Gone Girl (2014)


My advice: read the novel (reviewed elsewhere in this blog) before you see the movie. Gillian Flynn has written a classic novel of our day, a novel better than any other contemporary novel I can think of, its major competitor being Britisher Ian McEwan’s lacerating Solar.

Flynn has not said much publicly about her novel, an immensely popular book which has sold over eight million copies; however, she appeared a few days ago (10/5/14) on Charlie Rose, along with the principals of the movie version, Director David Fincher and lead actors Rosamund Pike and Ben Affleck, and said these things: “(I write about) what media is doing to society”; “(We live in) a media-saturated world”; “…media might as well be a third character” in Gone Girl (in addition to the main characters, Nick Dunne [Affleck] and Amy Dunne [Pike]).

Flynn, who wrote the screenplay for the movie version, has not been able to bring over to the film her brilliant novelistic satire of the “media-saturated world.” The frame of her highly satisfying savage novel is loosely fashioned on the Scott Peterson murder case of approximately a decade ago, a media circus, a schlockfest galore. The crime at the center of the novel Gone Girl is brilliantly novel–the perpetrator, one of the Dunnes, punishes the other spouse for tiring of their marriage by setting up that spouse to be devoured in a media piranha frenzy, the frame-up accomplished by a shrewd set of “clues” designed to bring into the life of the victim spouse the world of Nancy Grace, Barbara Walters, Drs Phil/Oz/Gupta/Drew/Besser/Stork, plus Maury, Giraldo, Van Sustern et al. Flynn paid her dues here by working at Entertainment Weekly, a schlock rag without peer featuring celebrity worship and tabloid schadenfreude.

The movies Network and Wag the Dog show that it is possible to satirize the media; yet you have to believe that Flynn’s problem in the movie is the intense predominant caution of Hollywood which makes those two satires rare indeed: said in public, “the customer is always right”; in private (thanks to H.L. Mencken) “Nobody ever went broke underestimating the intelligence of the American public.” This all means that in Hollywood you seldom beat up the media because the audience of the media (i.e., your audience) loves schlock. Some good writers have learned this lesson painfully.

It’s a different story in a novel (and usually in all senses). In the novel, the laughter Flynn inspires in her readers is wonderfully liberating and pleasing. Great satirists–Cervantes, Swift, Twain, Carroll–each have their own unique and special humor; Flynn’s is just the catharsis for these days.  At the same time, her novel, like other piercing satires, dawns as most serious: it dramatizes that ultimately the “media saturation” we experience now is a seriously corrupting force, one of the deepest issues of the time. But screenwriter Flynn manages only to bring to the movie some hints of the great satire in her novel. She quietly clues us, quietly because of the de facto censorship in Tinsletown.

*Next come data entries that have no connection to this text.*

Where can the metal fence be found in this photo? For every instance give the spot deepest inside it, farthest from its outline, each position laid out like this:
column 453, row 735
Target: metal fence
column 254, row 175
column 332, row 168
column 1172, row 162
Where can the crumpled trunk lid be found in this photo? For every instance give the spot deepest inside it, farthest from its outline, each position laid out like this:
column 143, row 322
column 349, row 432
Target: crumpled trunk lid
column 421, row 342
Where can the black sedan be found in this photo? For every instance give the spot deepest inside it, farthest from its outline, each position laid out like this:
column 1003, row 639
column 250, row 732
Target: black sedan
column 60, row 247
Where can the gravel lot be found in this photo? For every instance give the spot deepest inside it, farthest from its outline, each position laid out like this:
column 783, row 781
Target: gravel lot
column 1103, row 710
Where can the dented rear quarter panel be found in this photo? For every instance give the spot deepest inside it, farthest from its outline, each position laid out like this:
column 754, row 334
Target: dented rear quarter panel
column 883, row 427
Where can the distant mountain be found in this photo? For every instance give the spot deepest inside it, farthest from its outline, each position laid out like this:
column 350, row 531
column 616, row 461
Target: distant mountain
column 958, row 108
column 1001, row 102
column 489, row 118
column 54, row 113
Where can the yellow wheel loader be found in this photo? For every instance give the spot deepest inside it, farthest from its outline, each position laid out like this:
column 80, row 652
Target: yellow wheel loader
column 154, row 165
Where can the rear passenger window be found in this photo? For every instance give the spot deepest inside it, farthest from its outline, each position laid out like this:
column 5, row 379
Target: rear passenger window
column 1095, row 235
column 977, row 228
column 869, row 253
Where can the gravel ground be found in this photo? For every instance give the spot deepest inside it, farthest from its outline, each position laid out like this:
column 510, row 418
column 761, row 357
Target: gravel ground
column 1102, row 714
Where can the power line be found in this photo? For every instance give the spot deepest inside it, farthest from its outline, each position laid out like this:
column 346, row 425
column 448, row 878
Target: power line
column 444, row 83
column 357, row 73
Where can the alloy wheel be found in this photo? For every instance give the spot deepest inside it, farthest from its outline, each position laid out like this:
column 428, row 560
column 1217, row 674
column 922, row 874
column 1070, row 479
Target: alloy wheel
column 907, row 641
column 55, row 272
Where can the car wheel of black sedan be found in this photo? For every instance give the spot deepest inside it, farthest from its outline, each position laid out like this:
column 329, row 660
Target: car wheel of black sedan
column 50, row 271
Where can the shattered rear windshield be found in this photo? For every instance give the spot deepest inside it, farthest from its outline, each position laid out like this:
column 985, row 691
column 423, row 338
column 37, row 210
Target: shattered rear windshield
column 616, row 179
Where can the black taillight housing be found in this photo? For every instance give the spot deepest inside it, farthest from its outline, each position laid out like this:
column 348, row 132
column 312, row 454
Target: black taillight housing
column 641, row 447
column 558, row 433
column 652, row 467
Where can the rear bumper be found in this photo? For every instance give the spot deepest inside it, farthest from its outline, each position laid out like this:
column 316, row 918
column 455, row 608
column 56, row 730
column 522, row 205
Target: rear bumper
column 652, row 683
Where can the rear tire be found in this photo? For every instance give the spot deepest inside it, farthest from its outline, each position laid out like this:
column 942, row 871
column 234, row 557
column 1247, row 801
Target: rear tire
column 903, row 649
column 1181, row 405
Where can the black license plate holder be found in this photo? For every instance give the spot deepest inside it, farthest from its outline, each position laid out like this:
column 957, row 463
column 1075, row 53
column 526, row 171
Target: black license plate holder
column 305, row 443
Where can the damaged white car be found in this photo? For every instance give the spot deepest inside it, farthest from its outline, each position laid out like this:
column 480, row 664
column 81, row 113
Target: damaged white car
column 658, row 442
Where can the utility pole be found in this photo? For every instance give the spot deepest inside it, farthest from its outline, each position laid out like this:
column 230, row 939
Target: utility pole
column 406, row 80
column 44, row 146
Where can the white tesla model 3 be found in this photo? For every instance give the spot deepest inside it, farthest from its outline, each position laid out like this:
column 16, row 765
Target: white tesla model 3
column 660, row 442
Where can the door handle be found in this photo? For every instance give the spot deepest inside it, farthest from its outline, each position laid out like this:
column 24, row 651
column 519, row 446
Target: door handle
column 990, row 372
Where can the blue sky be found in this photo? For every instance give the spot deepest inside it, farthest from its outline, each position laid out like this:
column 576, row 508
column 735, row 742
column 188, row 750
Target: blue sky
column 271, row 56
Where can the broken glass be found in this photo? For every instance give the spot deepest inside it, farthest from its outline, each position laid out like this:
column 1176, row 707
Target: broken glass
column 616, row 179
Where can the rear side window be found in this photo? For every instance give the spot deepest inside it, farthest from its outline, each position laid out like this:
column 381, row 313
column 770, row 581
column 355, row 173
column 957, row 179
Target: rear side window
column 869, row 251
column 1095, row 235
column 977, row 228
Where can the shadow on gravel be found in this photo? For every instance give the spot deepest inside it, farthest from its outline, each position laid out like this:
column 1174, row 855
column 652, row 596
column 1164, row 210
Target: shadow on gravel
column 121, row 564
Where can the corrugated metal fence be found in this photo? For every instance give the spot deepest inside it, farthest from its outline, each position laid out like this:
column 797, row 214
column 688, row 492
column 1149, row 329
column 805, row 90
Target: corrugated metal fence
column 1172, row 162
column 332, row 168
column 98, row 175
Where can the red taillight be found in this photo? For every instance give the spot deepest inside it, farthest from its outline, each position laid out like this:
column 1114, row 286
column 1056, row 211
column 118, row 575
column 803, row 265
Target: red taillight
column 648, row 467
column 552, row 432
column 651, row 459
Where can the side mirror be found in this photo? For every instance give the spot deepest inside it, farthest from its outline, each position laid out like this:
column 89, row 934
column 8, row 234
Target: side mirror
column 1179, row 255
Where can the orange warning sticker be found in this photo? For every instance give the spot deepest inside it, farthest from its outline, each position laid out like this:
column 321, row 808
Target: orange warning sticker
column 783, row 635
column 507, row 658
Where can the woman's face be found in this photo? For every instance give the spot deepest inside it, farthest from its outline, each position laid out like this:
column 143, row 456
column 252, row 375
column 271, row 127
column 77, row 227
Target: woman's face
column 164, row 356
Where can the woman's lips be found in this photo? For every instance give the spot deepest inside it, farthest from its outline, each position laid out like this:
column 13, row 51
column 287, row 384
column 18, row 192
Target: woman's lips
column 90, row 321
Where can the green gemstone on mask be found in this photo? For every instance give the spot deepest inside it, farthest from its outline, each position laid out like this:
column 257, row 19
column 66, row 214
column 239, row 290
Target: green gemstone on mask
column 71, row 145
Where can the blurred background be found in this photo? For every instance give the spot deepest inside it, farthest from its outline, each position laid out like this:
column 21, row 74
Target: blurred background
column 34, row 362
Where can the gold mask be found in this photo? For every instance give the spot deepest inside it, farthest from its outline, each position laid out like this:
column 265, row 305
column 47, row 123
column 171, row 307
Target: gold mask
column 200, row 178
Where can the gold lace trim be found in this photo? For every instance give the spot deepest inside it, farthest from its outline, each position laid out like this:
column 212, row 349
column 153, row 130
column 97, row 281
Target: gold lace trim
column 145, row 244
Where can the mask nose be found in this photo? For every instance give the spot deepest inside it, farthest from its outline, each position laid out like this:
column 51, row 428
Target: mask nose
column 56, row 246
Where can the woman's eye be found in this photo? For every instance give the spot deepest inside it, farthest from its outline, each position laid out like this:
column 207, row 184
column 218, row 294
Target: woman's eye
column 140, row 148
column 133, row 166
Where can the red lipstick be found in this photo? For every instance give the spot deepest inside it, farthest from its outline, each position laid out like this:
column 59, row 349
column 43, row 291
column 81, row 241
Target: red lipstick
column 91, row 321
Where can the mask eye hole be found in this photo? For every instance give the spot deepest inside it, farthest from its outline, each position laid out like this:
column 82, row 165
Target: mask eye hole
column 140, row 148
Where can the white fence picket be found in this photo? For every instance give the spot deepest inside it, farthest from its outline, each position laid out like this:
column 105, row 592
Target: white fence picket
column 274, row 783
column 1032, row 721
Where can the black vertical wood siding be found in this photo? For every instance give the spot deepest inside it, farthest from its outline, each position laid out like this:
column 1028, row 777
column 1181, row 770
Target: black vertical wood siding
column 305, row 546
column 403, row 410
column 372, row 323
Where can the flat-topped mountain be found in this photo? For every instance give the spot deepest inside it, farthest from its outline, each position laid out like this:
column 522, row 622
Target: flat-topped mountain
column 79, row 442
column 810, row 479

I found five quiet clues which flash past quickly, clues for which Flynn wants us to be alert:  1) The attitude of police officer Jim Gilpin, partner of detective Rhonda Boney, and seldom seen. He is heavily influenced by the “media saturation.” He is a minor character but just the type whose intelligence you’ll never go broke underestimating. Watch his reactions. 2) The senior police official (unnamed) near the end of the movie who decides in a crowded official location that the crime case should be dropped. Flynn quietly makes you see why that police official so decides and why he shows irritation after detective Boney names a revealing inconsistency in the crime case itself which she has just noticed. 3) Watch for Noelle Hawthorne, a neighbor of the Dunnes and an “idiot” (so described by Amy Dunne) who is sure to be reading The National Enquirer in her leisure time. She is addicted to celebrity worship and tabloid prying. She is an archetype in the novel and one of a massive crowd of such personalities, a sure sign that Flynn doesn’t believe in “the wisdom of crowds” but the stupidity of crowds. 4) Look at the reactions of people in public places where TV screens are showing programs concerning the Dunnes. 5) Look for Nancy Grace and Barbara Walters, thinly disguised.

If you want to see more of how Flynn plants clues, here are two Google searches she hopes you’ll make as you read the novel: (i) Why does Amy refer to herself as “Madeleine Elster”? (ii) What does the name of the “celebrity lawyer” (played in the movie by Tyler Perry), “Tanner Bolt,” have to do with TV anchors Nancy Grace and Barbara Walters and their ilk? Google “Tanner Bolt.”

Flynn is a major talent dramatizing our times with great force. Gone Girl is a novel not to be missed. The movie is interesting as a case showing how difficult it is in today’s media circus to bring the News.